Many homeowners in modern America are aware of the steps that can be taken to reduce normal household expenses. Everyday things like sealing windows and doors, insulating the attic space properly can yield a high return for the investment dollar. However, one of the most commonly seen ways to save money is by changing light bulbs.
Of course, we’ve all heard for years about switching to compact fluorescent lamps, and how changing one light bulb to $ 67.00 can save energy. Many of us also went to a store, bought some and started saving energy. We are proud to get rid of the old light bulbs as part of our own efforts to save the planet, but have we done everything we can? Chances are good that you have not even touched the point of the energy-saving ladder.
Recently, we conducted a home survey of more than 500 homes in South Florida. Our intention was to find out what the average home consumption of compact fluorescent lamps (CFLs) is. Our results were staggering and the least surprising. In our survey of medium-sized homes, we found that only one in four (1: 4) homes currently use CFLs. Furthermore, we found that not one homeowner changed all of their light bulbs into CFL light bulbs.
In this study, homeowners were asked an introductory question. How many light bulbs are there in your home? When the results on demand were compared and calculated, the average American homeowner guess was twenty-one light bulbs per household.
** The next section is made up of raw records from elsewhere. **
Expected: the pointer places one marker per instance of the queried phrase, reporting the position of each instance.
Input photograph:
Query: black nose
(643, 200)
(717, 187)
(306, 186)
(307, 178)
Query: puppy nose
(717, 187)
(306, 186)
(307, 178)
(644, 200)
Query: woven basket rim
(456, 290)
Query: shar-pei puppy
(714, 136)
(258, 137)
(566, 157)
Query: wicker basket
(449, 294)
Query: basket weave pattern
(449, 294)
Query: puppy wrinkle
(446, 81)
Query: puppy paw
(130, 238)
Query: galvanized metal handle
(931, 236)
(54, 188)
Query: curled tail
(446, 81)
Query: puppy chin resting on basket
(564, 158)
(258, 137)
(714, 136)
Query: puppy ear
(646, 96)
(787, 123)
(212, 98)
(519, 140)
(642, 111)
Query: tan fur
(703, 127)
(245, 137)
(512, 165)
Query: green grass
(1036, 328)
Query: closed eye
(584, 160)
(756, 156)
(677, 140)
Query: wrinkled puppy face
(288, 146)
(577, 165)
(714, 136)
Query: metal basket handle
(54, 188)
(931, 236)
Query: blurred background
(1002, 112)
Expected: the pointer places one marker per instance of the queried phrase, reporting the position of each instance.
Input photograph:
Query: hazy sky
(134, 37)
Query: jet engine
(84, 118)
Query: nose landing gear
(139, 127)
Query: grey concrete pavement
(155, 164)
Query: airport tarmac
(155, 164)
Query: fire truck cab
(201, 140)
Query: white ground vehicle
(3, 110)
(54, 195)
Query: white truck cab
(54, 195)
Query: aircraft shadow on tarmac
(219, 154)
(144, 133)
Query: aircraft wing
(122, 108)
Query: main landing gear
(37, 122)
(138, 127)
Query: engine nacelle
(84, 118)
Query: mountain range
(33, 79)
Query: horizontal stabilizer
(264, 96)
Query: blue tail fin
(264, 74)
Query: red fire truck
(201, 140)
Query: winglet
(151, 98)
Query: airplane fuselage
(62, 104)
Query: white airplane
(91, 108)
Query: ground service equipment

As part of our survey for the American home, every homeowner was counted room by room, and on the outside of the home, every light. No one person could guess or identify the true average number for their home. The average number of light bulbs per household was forty-seven lamps that waste energy.
According to our estimates, more than 90% of consumers of electricity do not reach their potential savings. If we calculate the energy saving by replacing or replacing the traditional light bulb or halogen in a house at a rate of $ 67.00 each, then the total achievable saving per house is $ 3149.00.
Each home may vary in size, layout and number of accessories or portable lamps, but here are the most missed areas that appear in our survey, and why you should choose to use them:
- outdoors: Porch lights and motion-activated security lights can provide huge energy savings when converted into an energy-saving lamp. Make sure the product you buy is classified for use with switchgear.
- Torch lamp: Consider replacing double-ended halogen fixtures with lamps that use a traditional screw base.
- caste: Using CFL light bulbs in cabinets can help match colors as it gives a higher color reproduction and facilitates the sorting of blacks and dark blues.
- garage: Since CFLs have higher color temperatures such as daylight, it is easier to perform tasks in traditionally weak light areas. Do not open the light bulb inside the garage door.
- Laundry room: By using fluorescent or compact agents in this environment, task lighting is better used to pre-treat clothes and sort colored items.
- yskas: Although this light does not last long, LED light bulbs can save up to $ 30.00 and keep food fresh.
- times: Although many people do not use it regularly, replacing light bulbs in this area is handy if you need them.
- Bathrooms: newer compact fluorescent lamps do not have longer warm-up times than older lamps. Using it in this environment can drastically reduce your electricity while providing better light quality for tasks such as makeup and grooming.
Try to do the home survey yourself. Make a map of each type of light bulb found inside and outside your home or condom. Indicate what reduction and base types are needed, then find the energy saving products available, and simply add your savings. Not only will this surprise you, but you may just be able to afford the new energy-saving dishwasher you had in mind!